Cricket – I love you Cricket. I was never fond of small dogs. All the dogs I ever had were male. So here was Cricket, and her girlie ways, intruding into my life. Yet again, I did not want a dog, especially after Snoop! It is so hard seeing a dog having a grand mal seizure. So scary, so painful, and traumatizing, one of those memories I blocked out. My sister convinced my mom to bring Cricket home, or else they would have put her down (Medina Pound). So here she was. Now as my sister has left her here, and when my parents travel away I take care of her, she is annoying, but have grown to understand her. She is difficult, because she barks a lot, and she bolts! Another rescue dog: The thing about rescues is, you never know what their history was. Just like adopting children – you don’t know who their parents were, or what they have already been through, but here they are: needing love, family and care. Acceptance. It is the same with these dogs. Humans can communicate, although at times difficult, they speak the same language. Dogs don’t. It takes much patience, calmness, learning each other, trust, acceptance, dedication, time, determination and unwavering, unconditional love to make this work (almost like a relationship). Now my parents have decided to give her away, because they plan to travel, and it is just a lot of work.
 Not only am I heart broken, but her tiny heart will be. Because she trusts us, loves us, and depends on us. She has learnt us and become our family. It’s not fair. Life is not fair. Beware the betrayal.

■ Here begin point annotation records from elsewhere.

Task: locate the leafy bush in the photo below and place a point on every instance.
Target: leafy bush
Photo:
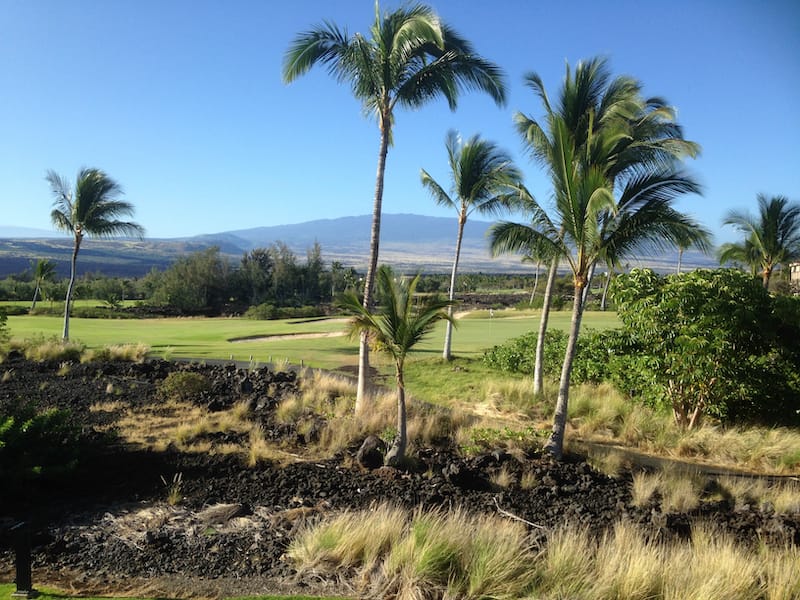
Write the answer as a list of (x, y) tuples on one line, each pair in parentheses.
[(4, 335), (118, 352), (591, 362), (709, 342), (44, 349), (518, 354), (183, 385), (262, 312), (101, 312), (268, 311), (34, 445)]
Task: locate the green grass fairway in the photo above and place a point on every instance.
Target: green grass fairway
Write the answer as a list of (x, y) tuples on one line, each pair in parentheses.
[(204, 338)]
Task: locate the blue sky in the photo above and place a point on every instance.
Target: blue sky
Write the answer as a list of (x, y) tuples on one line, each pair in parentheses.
[(182, 103)]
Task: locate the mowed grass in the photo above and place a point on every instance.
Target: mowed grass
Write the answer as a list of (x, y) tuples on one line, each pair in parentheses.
[(210, 338)]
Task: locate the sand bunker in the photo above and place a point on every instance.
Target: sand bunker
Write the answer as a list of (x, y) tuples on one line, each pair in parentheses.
[(288, 336)]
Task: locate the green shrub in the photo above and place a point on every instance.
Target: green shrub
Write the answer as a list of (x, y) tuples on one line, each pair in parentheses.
[(43, 349), (34, 444), (262, 312), (183, 385), (709, 342), (4, 335), (591, 362)]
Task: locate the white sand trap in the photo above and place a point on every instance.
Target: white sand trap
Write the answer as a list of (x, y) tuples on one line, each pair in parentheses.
[(288, 336)]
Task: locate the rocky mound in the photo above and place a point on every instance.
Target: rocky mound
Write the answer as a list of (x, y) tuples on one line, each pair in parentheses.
[(108, 521)]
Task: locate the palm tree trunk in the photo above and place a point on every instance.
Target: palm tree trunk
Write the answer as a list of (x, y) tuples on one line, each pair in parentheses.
[(448, 331), (35, 294), (375, 236), (588, 287), (535, 282), (68, 299), (538, 366), (397, 452), (555, 445), (604, 299)]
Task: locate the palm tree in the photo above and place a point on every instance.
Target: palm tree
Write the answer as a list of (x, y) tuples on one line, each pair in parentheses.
[(602, 137), (702, 240), (516, 237), (396, 327), (43, 270), (409, 58), (773, 237), (91, 209), (483, 180), (743, 254)]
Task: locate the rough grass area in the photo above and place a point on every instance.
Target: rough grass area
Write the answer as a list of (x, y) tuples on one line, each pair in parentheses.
[(389, 552), (7, 589)]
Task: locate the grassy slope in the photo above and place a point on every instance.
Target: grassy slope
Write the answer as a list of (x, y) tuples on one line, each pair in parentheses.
[(209, 338), (6, 589)]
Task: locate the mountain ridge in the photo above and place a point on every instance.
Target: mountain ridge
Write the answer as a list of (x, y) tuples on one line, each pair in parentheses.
[(409, 243)]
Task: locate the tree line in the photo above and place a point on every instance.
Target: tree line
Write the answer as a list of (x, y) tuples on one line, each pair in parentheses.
[(613, 156)]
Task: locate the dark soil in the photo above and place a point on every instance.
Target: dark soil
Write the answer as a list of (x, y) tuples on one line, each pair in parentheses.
[(105, 526)]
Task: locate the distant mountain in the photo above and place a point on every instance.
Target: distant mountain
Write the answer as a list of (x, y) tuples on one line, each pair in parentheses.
[(24, 232), (408, 243)]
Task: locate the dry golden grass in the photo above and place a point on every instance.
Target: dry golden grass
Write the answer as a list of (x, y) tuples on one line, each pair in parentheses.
[(124, 352), (644, 487)]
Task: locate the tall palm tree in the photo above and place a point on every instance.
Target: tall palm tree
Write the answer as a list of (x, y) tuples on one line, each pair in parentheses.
[(701, 240), (483, 180), (90, 209), (743, 254), (773, 236), (603, 139), (43, 270), (396, 327), (508, 237), (408, 58)]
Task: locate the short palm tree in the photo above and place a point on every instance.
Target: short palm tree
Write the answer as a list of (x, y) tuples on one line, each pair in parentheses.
[(395, 328), (742, 254), (409, 58), (90, 209), (484, 179), (43, 270), (772, 238)]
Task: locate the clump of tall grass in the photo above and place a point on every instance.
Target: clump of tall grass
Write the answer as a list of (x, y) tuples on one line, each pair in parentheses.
[(424, 554), (515, 396), (50, 349), (333, 399), (390, 552), (599, 412), (117, 352)]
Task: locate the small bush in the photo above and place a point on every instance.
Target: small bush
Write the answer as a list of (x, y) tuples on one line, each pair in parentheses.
[(183, 385), (118, 352), (46, 349), (262, 312), (4, 335), (34, 444)]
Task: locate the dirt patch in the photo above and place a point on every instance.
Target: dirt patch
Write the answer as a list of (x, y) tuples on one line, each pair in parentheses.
[(107, 526)]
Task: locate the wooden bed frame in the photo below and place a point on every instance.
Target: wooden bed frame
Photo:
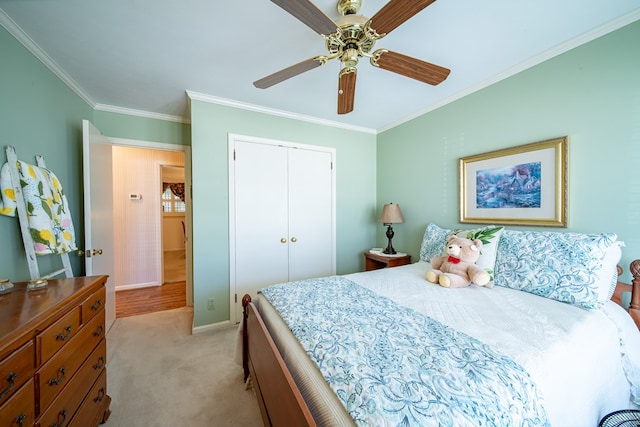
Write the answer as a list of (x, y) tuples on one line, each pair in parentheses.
[(280, 400)]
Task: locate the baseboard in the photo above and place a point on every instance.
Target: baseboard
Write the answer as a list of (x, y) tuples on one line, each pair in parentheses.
[(212, 327)]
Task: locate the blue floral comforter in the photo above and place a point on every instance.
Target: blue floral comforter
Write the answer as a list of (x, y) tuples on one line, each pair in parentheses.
[(390, 365)]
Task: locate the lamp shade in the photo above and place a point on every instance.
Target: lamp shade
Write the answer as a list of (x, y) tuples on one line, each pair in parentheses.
[(391, 214)]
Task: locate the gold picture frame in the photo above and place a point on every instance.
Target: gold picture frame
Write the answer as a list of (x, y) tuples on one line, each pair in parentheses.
[(523, 185)]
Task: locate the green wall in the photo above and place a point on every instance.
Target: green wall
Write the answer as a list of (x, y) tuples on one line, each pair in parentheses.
[(39, 114), (355, 187), (591, 94)]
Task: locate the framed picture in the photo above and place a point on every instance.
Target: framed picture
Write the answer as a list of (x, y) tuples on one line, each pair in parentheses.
[(523, 185)]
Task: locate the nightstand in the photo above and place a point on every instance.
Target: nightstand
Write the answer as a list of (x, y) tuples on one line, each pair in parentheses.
[(376, 261)]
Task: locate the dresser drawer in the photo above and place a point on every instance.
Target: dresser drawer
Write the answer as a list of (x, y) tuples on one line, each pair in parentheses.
[(91, 412), (49, 341), (65, 404), (18, 410), (15, 370), (93, 305), (58, 371)]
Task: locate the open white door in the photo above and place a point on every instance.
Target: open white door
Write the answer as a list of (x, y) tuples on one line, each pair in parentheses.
[(98, 210)]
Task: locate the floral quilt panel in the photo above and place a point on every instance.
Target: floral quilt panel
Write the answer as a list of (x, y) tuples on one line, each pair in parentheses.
[(390, 365)]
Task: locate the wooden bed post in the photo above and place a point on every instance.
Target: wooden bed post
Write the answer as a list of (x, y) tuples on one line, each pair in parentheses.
[(246, 299), (634, 306), (634, 288)]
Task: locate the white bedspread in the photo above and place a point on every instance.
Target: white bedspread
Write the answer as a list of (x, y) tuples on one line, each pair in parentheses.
[(573, 355)]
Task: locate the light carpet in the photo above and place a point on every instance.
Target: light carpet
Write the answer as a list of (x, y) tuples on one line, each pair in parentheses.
[(158, 374)]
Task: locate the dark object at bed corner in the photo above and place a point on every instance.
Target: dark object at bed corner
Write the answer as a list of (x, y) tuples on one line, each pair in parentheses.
[(626, 417)]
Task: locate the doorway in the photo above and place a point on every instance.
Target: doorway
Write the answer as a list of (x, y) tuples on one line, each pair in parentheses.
[(174, 237), (151, 262)]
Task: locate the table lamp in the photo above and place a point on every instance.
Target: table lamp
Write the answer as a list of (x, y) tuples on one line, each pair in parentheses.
[(390, 215)]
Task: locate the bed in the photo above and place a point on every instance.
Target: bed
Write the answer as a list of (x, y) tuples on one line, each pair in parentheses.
[(549, 344)]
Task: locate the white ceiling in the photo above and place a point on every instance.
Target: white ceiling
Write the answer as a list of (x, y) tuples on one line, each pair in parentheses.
[(144, 56)]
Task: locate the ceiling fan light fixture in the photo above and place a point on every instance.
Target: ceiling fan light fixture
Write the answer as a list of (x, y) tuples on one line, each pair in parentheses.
[(350, 57), (351, 37), (349, 7)]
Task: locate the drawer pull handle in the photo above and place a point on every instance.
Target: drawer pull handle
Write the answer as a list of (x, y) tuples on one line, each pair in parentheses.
[(60, 378), (96, 306), (100, 363), (60, 422), (11, 380), (98, 331), (60, 336), (100, 395)]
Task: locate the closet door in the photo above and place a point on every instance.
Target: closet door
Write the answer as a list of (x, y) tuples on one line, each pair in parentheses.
[(281, 215), (310, 214), (261, 215)]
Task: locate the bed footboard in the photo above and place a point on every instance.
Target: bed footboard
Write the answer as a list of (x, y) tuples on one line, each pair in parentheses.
[(280, 401)]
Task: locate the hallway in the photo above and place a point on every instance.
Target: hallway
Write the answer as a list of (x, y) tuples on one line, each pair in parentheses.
[(171, 295)]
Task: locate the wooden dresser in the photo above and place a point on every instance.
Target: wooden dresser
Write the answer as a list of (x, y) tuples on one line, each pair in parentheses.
[(53, 354)]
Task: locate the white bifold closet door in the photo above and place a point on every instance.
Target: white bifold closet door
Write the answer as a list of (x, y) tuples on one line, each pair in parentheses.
[(282, 215)]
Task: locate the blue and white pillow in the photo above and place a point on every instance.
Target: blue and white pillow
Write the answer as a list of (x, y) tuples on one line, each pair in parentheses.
[(574, 268), (434, 243)]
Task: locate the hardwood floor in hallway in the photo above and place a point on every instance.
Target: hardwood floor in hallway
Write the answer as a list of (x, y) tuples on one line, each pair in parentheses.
[(149, 300), (171, 295)]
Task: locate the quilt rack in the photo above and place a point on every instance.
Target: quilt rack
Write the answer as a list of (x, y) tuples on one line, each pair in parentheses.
[(21, 208)]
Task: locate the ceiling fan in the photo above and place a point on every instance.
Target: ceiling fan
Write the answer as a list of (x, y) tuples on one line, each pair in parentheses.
[(351, 37)]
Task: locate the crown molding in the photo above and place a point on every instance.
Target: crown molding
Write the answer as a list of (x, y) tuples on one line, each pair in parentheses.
[(17, 32), (583, 38), (140, 113), (274, 112)]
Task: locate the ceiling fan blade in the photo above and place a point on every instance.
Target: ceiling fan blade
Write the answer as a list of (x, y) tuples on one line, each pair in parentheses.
[(346, 89), (395, 13), (410, 67), (287, 73), (309, 14)]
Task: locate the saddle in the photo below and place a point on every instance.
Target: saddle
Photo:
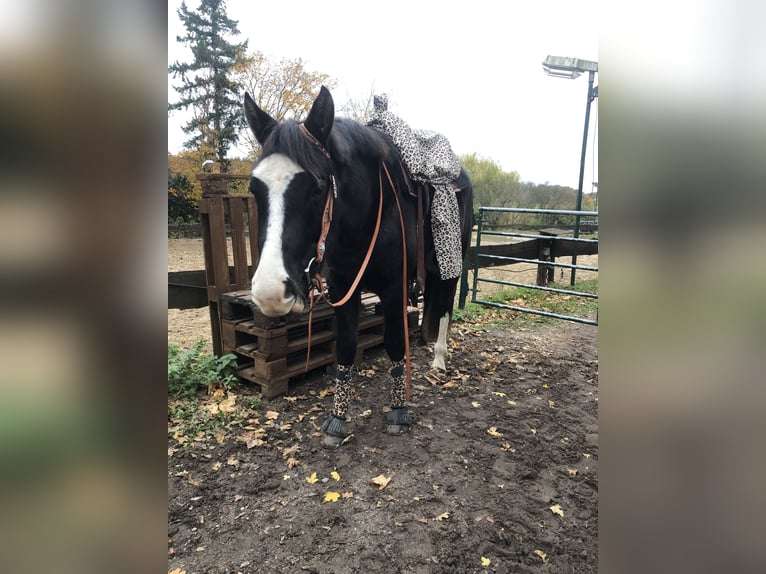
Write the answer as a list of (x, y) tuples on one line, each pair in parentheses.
[(423, 193)]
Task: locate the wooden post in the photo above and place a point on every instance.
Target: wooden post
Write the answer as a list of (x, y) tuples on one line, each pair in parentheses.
[(545, 273), (215, 205)]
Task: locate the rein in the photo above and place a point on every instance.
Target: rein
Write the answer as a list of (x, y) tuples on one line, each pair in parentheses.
[(316, 283)]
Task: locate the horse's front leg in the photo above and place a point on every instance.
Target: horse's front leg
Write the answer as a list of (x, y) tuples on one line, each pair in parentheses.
[(335, 426), (399, 419)]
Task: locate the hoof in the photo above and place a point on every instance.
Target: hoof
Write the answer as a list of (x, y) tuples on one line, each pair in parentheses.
[(397, 429), (330, 441), (335, 431), (399, 421)]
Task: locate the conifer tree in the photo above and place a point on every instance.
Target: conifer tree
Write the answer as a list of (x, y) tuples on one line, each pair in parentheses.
[(207, 84)]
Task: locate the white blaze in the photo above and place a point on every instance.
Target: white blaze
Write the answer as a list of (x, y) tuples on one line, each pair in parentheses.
[(268, 285)]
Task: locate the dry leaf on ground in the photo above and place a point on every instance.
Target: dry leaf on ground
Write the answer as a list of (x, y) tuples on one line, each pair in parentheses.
[(381, 481), (331, 496)]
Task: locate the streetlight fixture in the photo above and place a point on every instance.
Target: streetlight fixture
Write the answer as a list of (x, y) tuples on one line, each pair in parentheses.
[(571, 68)]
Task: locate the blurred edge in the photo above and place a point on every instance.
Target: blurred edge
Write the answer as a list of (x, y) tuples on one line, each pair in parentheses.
[(83, 260), (683, 320)]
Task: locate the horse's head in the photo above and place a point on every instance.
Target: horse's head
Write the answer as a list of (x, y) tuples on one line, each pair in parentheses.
[(290, 182)]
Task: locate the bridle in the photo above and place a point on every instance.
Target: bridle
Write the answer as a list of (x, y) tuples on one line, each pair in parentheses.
[(315, 281)]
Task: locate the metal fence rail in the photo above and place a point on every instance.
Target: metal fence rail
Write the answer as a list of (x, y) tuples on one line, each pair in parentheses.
[(546, 259)]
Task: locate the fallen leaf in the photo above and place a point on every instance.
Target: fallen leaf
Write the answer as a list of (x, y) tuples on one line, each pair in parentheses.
[(286, 453), (381, 481), (228, 405)]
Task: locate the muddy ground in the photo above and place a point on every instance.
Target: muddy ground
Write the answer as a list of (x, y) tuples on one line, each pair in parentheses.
[(498, 474)]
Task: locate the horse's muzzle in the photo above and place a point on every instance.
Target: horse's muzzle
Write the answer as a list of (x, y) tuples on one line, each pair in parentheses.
[(277, 300)]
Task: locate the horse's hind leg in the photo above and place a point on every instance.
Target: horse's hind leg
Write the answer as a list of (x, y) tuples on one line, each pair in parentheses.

Warning: Please do not get a dog, unless and until you know the amount of work that goes into having this special relationship. Unless and until you can give him/her all that time, attention and all the other basic needs. A dog is not just a toy, he/she has feelings, and is person too (despite arguments). He/she is there for you no matter what, and will never judge you. So don’t just delete him/her from your life like that person on facebook. If you can’t make it work out, DON’T GET A DOG! It's like having kids! If you can't deal with a kid now, and think having a pet dog is easier than a kid... A dog lives, grows, ages and dies in your life times. Be prepared to take of him when he is old and can not walk, see or hear. If you can dedicate yourself to a dog and his/her needs throughout their changing life then I know they will give you a life time of companionship, loyalty, love, and laughter! Remember they need you.

 The doggie above lives with the poor people on the streets in India... she was very loving!

This is a very old picture of my sis Butch and I. It was on my grandparent's closet, it is a picture of a picture. We had very few pictures of Butch.


This dog is Mani. He is the watch dog for Inventa. He is a very good dog. sleeps in the day (see how he is lazy), and guards at night. He gets to eat Biryani, idly, rice, everyday!